3 The court will cite to information in the administrative record as “AR at p. ___.” decision of the ALJ final. (AR at p. 1). It is from this decision that Ms. R. timely appeals. DISCUSSION The parties agree that the ALJ’s decision is not free from reversible error

but disagree as to the appropriate remedy. (Docs. 28, 29). Ms. R. requests the court “review the matter substantively and issue a decision reversing the Commissioner’s denial of benefits and remand with instructions to grant benefits.” (Doc. 28). The Commissioner argues that “due to unresolved ambiguities and inconsistencies in the evidence regarding the functional abilities [Ms. R.] could sustain, this Court should remand the case to the agency for further proceedings pursuant to sentence four of 42 U.S.C. § 405(g).” (Doc. 29).

Under sentence four of 42 U.S.C. § 405(g), the court has the power “to enter, upon the pleadings and transcript of the record, a judgment affirming, modifying, or reversing the decision of the Commissioner of Social Security, with or without remanding the cause for a rehearing.” However, the court cannot simply enter a summary order remanding the case under sentence four; the court must issue a substantive ruling. Brown v. Barnhart, 282 F.3d 580, 581 (8th Cir. 2002).

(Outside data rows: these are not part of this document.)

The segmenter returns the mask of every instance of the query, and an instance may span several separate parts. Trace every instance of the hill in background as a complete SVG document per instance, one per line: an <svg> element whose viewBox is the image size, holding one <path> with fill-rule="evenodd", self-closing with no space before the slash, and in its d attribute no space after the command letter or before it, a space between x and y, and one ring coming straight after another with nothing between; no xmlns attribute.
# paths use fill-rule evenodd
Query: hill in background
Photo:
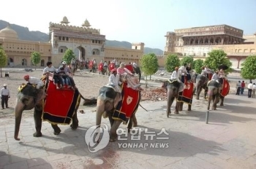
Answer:
<svg viewBox="0 0 256 169"><path fill-rule="evenodd" d="M0 30L5 28L8 25L8 22L0 20ZM27 41L38 41L38 42L49 42L49 36L45 33L40 31L30 31L29 28L18 25L15 24L10 24L12 29L15 30L19 39ZM105 47L116 47L132 49L132 44L128 42L110 41L106 40ZM162 55L163 51L159 49L153 49L150 47L145 47L144 53L155 53L157 55Z"/></svg>

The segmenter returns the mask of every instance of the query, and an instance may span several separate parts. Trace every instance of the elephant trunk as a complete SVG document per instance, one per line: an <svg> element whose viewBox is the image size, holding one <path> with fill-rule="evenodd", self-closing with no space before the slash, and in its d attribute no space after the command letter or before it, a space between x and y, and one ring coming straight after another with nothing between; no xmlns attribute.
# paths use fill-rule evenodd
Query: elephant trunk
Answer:
<svg viewBox="0 0 256 169"><path fill-rule="evenodd" d="M15 131L14 131L14 139L16 141L20 141L20 138L18 138L19 131L20 131L20 121L21 121L21 117L22 117L22 111L21 110L18 111L17 107L15 110Z"/></svg>
<svg viewBox="0 0 256 169"><path fill-rule="evenodd" d="M100 125L102 122L102 115L105 111L105 103L100 98L97 99L96 108L96 125Z"/></svg>

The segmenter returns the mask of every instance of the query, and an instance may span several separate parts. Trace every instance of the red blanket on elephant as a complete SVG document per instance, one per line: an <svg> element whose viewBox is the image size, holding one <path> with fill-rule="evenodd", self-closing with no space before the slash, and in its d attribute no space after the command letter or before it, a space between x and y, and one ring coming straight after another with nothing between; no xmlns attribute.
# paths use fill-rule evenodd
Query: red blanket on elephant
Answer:
<svg viewBox="0 0 256 169"><path fill-rule="evenodd" d="M178 101L184 102L187 104L192 104L193 99L194 84L185 82L184 89L180 92L178 96Z"/></svg>
<svg viewBox="0 0 256 169"><path fill-rule="evenodd" d="M125 68L127 68L129 71L130 71L131 72L133 71L133 66L131 64L129 65L126 65Z"/></svg>
<svg viewBox="0 0 256 169"><path fill-rule="evenodd" d="M57 90L53 82L49 81L42 119L53 124L69 125L80 97L78 91Z"/></svg>
<svg viewBox="0 0 256 169"><path fill-rule="evenodd" d="M114 119L121 119L127 123L135 112L139 104L140 93L130 87L127 87L127 83L123 83L122 87L122 101L118 103L112 118Z"/></svg>
<svg viewBox="0 0 256 169"><path fill-rule="evenodd" d="M221 95L223 97L226 96L230 91L230 84L228 82L228 80L223 78L223 87L221 92Z"/></svg>
<svg viewBox="0 0 256 169"><path fill-rule="evenodd" d="M98 66L98 71L103 71L103 63L99 63L99 66Z"/></svg>
<svg viewBox="0 0 256 169"><path fill-rule="evenodd" d="M89 61L89 69L92 69L92 67L94 66L94 61L93 60L90 60Z"/></svg>
<svg viewBox="0 0 256 169"><path fill-rule="evenodd" d="M110 63L108 65L108 70L109 70L109 71L111 71L111 70L113 69L114 68L116 68L116 63Z"/></svg>

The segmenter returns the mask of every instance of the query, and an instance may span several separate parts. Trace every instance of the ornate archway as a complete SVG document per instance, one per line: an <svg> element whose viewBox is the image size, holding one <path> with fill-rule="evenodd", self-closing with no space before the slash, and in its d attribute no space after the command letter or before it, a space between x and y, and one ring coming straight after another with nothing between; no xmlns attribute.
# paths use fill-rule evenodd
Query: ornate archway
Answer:
<svg viewBox="0 0 256 169"><path fill-rule="evenodd" d="M26 59L21 60L21 65L22 66L28 66L28 61L26 60Z"/></svg>

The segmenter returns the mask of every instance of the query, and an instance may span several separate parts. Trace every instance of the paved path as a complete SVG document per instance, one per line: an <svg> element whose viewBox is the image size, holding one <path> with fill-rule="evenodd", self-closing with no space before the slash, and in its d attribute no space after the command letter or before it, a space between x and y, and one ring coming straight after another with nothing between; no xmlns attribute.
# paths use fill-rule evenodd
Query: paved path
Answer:
<svg viewBox="0 0 256 169"><path fill-rule="evenodd" d="M95 107L80 106L86 114L78 114L79 128L72 131L61 125L57 136L45 122L43 136L33 137L33 117L24 117L20 141L13 138L14 119L0 119L0 168L256 168L256 99L230 94L225 106L210 111L208 124L206 101L200 99L193 101L192 111L169 118L165 101L143 102L148 111L140 107L137 113L137 128L143 129L141 140L128 135L127 141L109 143L95 153L89 151L84 139L95 124ZM107 119L102 122L109 124ZM168 139L147 140L145 128L154 133L165 128L169 135L162 136ZM142 147L125 148L128 143Z"/></svg>

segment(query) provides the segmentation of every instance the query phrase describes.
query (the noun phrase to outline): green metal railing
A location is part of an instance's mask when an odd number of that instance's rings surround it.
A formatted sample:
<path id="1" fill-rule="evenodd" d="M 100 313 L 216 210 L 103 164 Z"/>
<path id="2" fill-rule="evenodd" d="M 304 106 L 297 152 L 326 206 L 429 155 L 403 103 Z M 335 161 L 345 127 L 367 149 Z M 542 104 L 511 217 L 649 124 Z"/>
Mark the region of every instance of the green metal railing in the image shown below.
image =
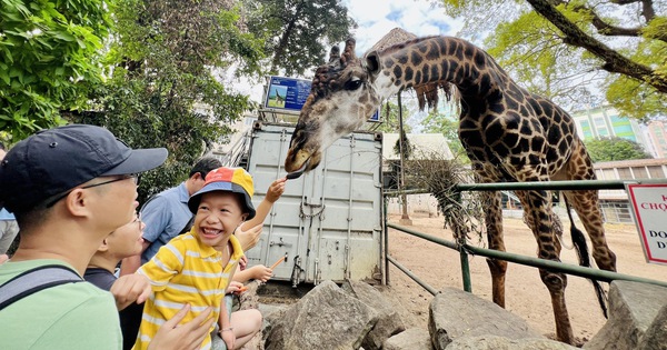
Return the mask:
<path id="1" fill-rule="evenodd" d="M 459 192 L 462 191 L 499 191 L 499 190 L 590 190 L 590 189 L 625 189 L 625 186 L 628 183 L 667 183 L 667 179 L 646 179 L 646 180 L 633 180 L 633 181 L 607 181 L 607 180 L 581 180 L 581 181 L 549 181 L 549 182 L 504 182 L 504 183 L 466 183 L 458 184 L 455 189 Z M 407 191 L 386 191 L 385 196 L 397 196 L 397 194 L 417 194 L 417 193 L 429 193 L 426 190 L 407 190 Z M 385 212 L 387 212 L 385 210 Z M 578 264 L 558 262 L 552 260 L 544 260 L 539 258 L 526 257 L 492 249 L 486 249 L 480 247 L 475 247 L 466 243 L 465 241 L 455 242 L 446 239 L 441 239 L 438 237 L 434 237 L 424 232 L 419 232 L 416 230 L 411 230 L 406 227 L 401 227 L 398 224 L 387 222 L 387 216 L 385 216 L 385 252 L 386 252 L 386 282 L 389 283 L 389 263 L 396 266 L 399 270 L 405 272 L 408 277 L 410 277 L 415 282 L 419 283 L 419 286 L 424 287 L 431 294 L 436 294 L 438 291 L 434 287 L 426 283 L 419 277 L 414 274 L 409 269 L 400 264 L 396 259 L 389 256 L 389 239 L 388 239 L 388 229 L 392 228 L 395 230 L 419 237 L 421 239 L 431 241 L 434 243 L 445 246 L 449 249 L 457 250 L 460 254 L 461 261 L 461 274 L 464 282 L 464 290 L 467 292 L 472 292 L 472 287 L 470 283 L 470 269 L 468 266 L 468 256 L 482 256 L 487 258 L 505 260 L 509 262 L 515 262 L 519 264 L 536 267 L 540 269 L 546 269 L 556 272 L 564 272 L 568 274 L 574 274 L 578 277 L 584 277 L 588 279 L 595 279 L 604 282 L 611 282 L 614 280 L 626 280 L 641 283 L 656 284 L 661 287 L 667 287 L 667 282 L 657 281 L 647 278 L 640 278 L 636 276 L 623 274 L 606 270 L 599 270 L 594 268 L 580 267 Z"/>

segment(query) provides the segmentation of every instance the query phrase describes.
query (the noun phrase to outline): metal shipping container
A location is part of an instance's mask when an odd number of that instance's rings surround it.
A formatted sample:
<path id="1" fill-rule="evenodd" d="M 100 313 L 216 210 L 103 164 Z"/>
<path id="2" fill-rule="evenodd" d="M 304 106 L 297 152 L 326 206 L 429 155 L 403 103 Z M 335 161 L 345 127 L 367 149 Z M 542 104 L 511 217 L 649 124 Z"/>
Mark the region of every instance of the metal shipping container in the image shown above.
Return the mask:
<path id="1" fill-rule="evenodd" d="M 293 124 L 257 122 L 248 171 L 258 206 L 282 166 Z M 288 180 L 265 221 L 249 266 L 267 267 L 287 256 L 273 280 L 317 284 L 323 280 L 381 280 L 381 133 L 355 132 L 331 146 L 318 168 Z"/>

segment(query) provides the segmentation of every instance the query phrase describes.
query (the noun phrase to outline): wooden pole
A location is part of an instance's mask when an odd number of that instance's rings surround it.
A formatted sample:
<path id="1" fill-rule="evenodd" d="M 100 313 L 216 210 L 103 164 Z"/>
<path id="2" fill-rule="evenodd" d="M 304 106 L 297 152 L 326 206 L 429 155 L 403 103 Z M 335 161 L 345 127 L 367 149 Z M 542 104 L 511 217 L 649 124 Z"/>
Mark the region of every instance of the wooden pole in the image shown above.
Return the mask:
<path id="1" fill-rule="evenodd" d="M 398 152 L 399 152 L 399 168 L 400 168 L 400 176 L 399 176 L 399 183 L 398 183 L 398 188 L 402 191 L 405 189 L 406 186 L 406 174 L 404 171 L 404 164 L 405 164 L 405 156 L 404 156 L 404 127 L 402 127 L 402 102 L 400 100 L 400 93 L 402 91 L 398 92 Z M 407 137 L 407 136 L 406 136 Z M 410 220 L 410 217 L 408 216 L 408 196 L 402 193 L 400 196 L 401 201 L 402 201 L 402 214 L 400 217 L 400 223 L 401 224 L 412 224 L 412 220 Z"/>

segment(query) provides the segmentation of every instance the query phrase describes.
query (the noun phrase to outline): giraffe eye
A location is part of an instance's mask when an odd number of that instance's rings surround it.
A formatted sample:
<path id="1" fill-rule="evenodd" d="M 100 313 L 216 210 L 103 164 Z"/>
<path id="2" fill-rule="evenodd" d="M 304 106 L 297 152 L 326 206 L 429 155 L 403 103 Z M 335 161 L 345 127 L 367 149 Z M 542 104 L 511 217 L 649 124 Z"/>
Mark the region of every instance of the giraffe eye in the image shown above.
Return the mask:
<path id="1" fill-rule="evenodd" d="M 359 87 L 361 87 L 361 80 L 349 80 L 345 83 L 345 89 L 350 91 L 357 90 Z"/>

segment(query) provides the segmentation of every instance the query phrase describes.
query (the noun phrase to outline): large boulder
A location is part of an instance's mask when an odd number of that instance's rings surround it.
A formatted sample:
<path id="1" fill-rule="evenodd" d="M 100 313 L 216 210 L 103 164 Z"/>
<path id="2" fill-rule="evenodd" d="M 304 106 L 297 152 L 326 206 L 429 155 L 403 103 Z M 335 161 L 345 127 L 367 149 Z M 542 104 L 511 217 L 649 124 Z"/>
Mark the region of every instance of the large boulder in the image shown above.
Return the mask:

Here, after reviewing the administrative record in Ms. R.’s case, the Commissioner concedes further administrative action is warranted. (Doc. 26). The Commissioner informs the court that, on remand, “the Commissioner will consider [Ms. R.’s] residual functional capacity [RFC], in terms of what she is capable of performing on a sustained, regular, and continuing basis.” (Doc. 27). Because of the specific nature of the Commissioner’s motion for remand, the court limits its analysis to the RFC. The ALJ concluded Ms. R.’s RFC

permitted her: to perform sedentary work . . . except [Ms. R.] can occasionally climb ramps or stairs. She can never climb ladders, ropes or scaffolds. [She] is limited to a work environment that has no more than a moderate noise level . . . . [She] must avoid all exposure to vibrating tools and surfaces. She can occasionally be exposed to fumes, odors, dusts, gases and other pulmonary irritants. She must avoid all exposure to unguarded moving mechanical parts, unprotected heights, and flashing or strobe lights. [She] is limited to work that consists of no more than simple, routine tasks.

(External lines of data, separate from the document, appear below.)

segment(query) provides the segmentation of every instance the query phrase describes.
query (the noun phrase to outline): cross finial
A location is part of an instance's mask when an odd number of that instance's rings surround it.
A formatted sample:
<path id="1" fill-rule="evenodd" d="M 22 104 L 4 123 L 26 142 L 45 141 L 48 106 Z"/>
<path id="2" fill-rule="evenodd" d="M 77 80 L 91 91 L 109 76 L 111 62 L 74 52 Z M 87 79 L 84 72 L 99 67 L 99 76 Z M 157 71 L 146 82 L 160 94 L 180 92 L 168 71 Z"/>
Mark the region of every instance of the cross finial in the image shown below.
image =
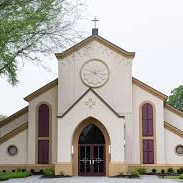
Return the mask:
<path id="1" fill-rule="evenodd" d="M 94 23 L 94 29 L 96 29 L 96 28 L 97 28 L 97 22 L 98 22 L 99 20 L 97 20 L 97 18 L 94 17 L 94 19 L 91 20 L 91 21 Z"/>

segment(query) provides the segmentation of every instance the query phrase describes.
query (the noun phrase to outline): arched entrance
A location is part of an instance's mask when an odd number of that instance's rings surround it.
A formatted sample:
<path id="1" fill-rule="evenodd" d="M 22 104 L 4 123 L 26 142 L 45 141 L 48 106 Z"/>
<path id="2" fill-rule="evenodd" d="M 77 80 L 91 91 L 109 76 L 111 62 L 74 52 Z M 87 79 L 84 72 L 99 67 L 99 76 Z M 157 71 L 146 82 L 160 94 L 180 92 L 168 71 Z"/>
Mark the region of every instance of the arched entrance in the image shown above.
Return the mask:
<path id="1" fill-rule="evenodd" d="M 105 139 L 101 130 L 92 123 L 79 136 L 78 165 L 79 175 L 105 175 Z"/>
<path id="2" fill-rule="evenodd" d="M 110 138 L 105 127 L 87 118 L 73 136 L 73 173 L 80 176 L 105 176 L 109 171 Z"/>

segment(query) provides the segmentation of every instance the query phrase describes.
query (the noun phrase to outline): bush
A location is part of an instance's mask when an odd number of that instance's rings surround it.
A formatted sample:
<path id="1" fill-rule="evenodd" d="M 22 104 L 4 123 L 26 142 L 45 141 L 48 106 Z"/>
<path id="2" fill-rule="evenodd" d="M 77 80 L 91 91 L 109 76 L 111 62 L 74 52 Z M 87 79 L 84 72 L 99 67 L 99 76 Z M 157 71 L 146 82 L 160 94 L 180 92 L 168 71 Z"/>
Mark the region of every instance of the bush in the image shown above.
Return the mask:
<path id="1" fill-rule="evenodd" d="M 132 171 L 132 172 L 131 172 L 131 176 L 132 176 L 132 177 L 139 177 L 140 174 L 139 174 L 138 171 Z"/>
<path id="2" fill-rule="evenodd" d="M 182 174 L 183 173 L 183 168 L 181 167 L 181 168 L 177 169 L 177 173 Z"/>
<path id="3" fill-rule="evenodd" d="M 138 168 L 136 171 L 139 172 L 140 175 L 145 174 L 147 172 L 145 168 Z"/>
<path id="4" fill-rule="evenodd" d="M 123 176 L 124 173 L 123 173 L 123 172 L 119 172 L 118 175 L 119 175 L 119 176 Z"/>
<path id="5" fill-rule="evenodd" d="M 183 173 L 179 176 L 179 179 L 183 179 Z"/>
<path id="6" fill-rule="evenodd" d="M 155 168 L 152 169 L 152 173 L 156 173 L 157 170 Z"/>
<path id="7" fill-rule="evenodd" d="M 13 178 L 24 178 L 30 176 L 30 172 L 3 172 L 0 174 L 0 180 L 8 180 Z"/>
<path id="8" fill-rule="evenodd" d="M 168 168 L 167 173 L 174 173 L 174 169 L 173 168 Z"/>
<path id="9" fill-rule="evenodd" d="M 63 171 L 60 171 L 61 176 L 65 176 L 65 173 Z"/>
<path id="10" fill-rule="evenodd" d="M 43 170 L 43 175 L 44 176 L 53 176 L 54 175 L 54 171 L 51 168 L 45 169 L 45 170 Z"/>

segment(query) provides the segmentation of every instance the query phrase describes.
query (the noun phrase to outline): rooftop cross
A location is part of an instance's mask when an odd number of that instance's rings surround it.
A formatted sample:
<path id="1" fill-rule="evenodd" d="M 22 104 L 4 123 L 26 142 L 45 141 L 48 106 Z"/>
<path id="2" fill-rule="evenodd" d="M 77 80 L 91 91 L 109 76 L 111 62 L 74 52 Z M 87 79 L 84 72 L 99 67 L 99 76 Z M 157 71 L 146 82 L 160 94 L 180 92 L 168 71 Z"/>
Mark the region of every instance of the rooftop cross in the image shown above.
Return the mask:
<path id="1" fill-rule="evenodd" d="M 98 22 L 99 20 L 97 20 L 97 18 L 94 17 L 94 19 L 91 20 L 91 21 L 94 22 L 94 29 L 96 29 L 96 28 L 97 28 L 97 22 Z"/>

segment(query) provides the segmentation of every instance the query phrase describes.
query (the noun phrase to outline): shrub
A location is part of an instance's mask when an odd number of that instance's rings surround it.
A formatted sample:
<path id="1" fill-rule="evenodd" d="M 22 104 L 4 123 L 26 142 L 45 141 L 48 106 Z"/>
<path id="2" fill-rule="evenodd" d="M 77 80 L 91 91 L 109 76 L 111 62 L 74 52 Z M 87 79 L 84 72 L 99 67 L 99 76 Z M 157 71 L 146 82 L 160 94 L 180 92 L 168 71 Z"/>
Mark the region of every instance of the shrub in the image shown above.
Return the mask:
<path id="1" fill-rule="evenodd" d="M 43 170 L 39 170 L 39 173 L 40 173 L 40 174 L 43 174 Z"/>
<path id="2" fill-rule="evenodd" d="M 168 168 L 167 173 L 174 173 L 174 169 L 173 168 Z"/>
<path id="3" fill-rule="evenodd" d="M 0 174 L 0 180 L 7 180 L 12 178 L 24 178 L 30 176 L 30 172 L 4 172 Z"/>
<path id="4" fill-rule="evenodd" d="M 156 173 L 157 170 L 155 168 L 152 169 L 152 173 Z"/>
<path id="5" fill-rule="evenodd" d="M 31 173 L 34 174 L 35 173 L 35 170 L 34 169 L 31 169 Z"/>
<path id="6" fill-rule="evenodd" d="M 179 176 L 179 179 L 183 179 L 183 173 Z"/>
<path id="7" fill-rule="evenodd" d="M 139 172 L 140 175 L 145 174 L 147 172 L 145 168 L 138 168 L 136 171 Z"/>
<path id="8" fill-rule="evenodd" d="M 44 176 L 53 176 L 54 171 L 51 168 L 50 169 L 45 169 L 45 170 L 43 170 L 43 175 Z"/>
<path id="9" fill-rule="evenodd" d="M 183 173 L 183 168 L 181 167 L 181 168 L 177 169 L 177 173 L 182 174 Z"/>
<path id="10" fill-rule="evenodd" d="M 124 173 L 123 173 L 123 172 L 119 172 L 118 175 L 119 175 L 119 176 L 123 176 Z"/>
<path id="11" fill-rule="evenodd" d="M 161 169 L 161 173 L 162 174 L 165 174 L 165 169 Z"/>
<path id="12" fill-rule="evenodd" d="M 132 172 L 131 172 L 131 176 L 132 176 L 132 177 L 139 177 L 140 174 L 139 174 L 138 171 L 132 171 Z"/>
<path id="13" fill-rule="evenodd" d="M 60 171 L 61 176 L 65 176 L 65 173 L 63 171 Z"/>

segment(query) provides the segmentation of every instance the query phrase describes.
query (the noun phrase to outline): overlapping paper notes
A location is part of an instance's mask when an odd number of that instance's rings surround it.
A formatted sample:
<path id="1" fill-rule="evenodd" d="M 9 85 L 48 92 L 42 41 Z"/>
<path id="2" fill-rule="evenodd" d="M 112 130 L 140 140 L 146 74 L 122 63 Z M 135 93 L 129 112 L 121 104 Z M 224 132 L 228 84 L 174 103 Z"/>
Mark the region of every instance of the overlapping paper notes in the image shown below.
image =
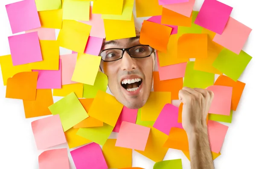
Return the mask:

(AR. at pp. 17-23). Ms. R. asserts that the ALJ found her migraines and mild cerebral palsy to be severe but did not include any limitations in the RFC. (Doc. 23). There are some limitations the ALJ incorporated into Ms. R.’s RFC that can be linked to her migraines and cerebral palsy, i.e. that she is limited to “no more than moderate noise level,” “must avoid all exposure to vibrating tools and surfaces,” “must avoid … unguarded moving mechanical parts, unprotected heights, and flashing or strobe lights,” and that she is limited to “simple, routine tasks.” (AR at p. 17). This correlates with Ms. R.’s medical records in which her complaints focused on pain, difficulties concentrating and focusing from the migraines, and some difficulty with balance from cerebral palsy. However, the ALJ failed to consider what Ms. R. is capable of performing on a sustained basis despite limitations from her impairments. 20 CFR § 404.1545(a)(1). “[T]o find that a claimant has the [RFC] to perform a certain type of work, the claimant must have the ability to perform the requisite acts day in and day out, sometimes competitive and stressful conditions in which real people work in the real world.” Reed v. Barnhart, 399 F.3d 917, 923 (8th Cir. 2005); SSR

96-8p, 1996 WL 374184. (“RFC is an assessment of an individual’s ability to do sustained work-related physical and mental activities in a work setting on a regular and continuing basis” meaning “8 hours a day, for 5 days a week, or an equivalent work schedule.”). The current state of the record does not supply substantial evidence to support the ALJ’s physical RFC conclusions that Ms. R. can perform full-time sedentary work. “The ALJ must assess a claimant’s RFC based on all relevant, credible evidence in the record, including the medical records, observations of

treating physicians and others, and an individual’s own description of his limitations.” Goff v.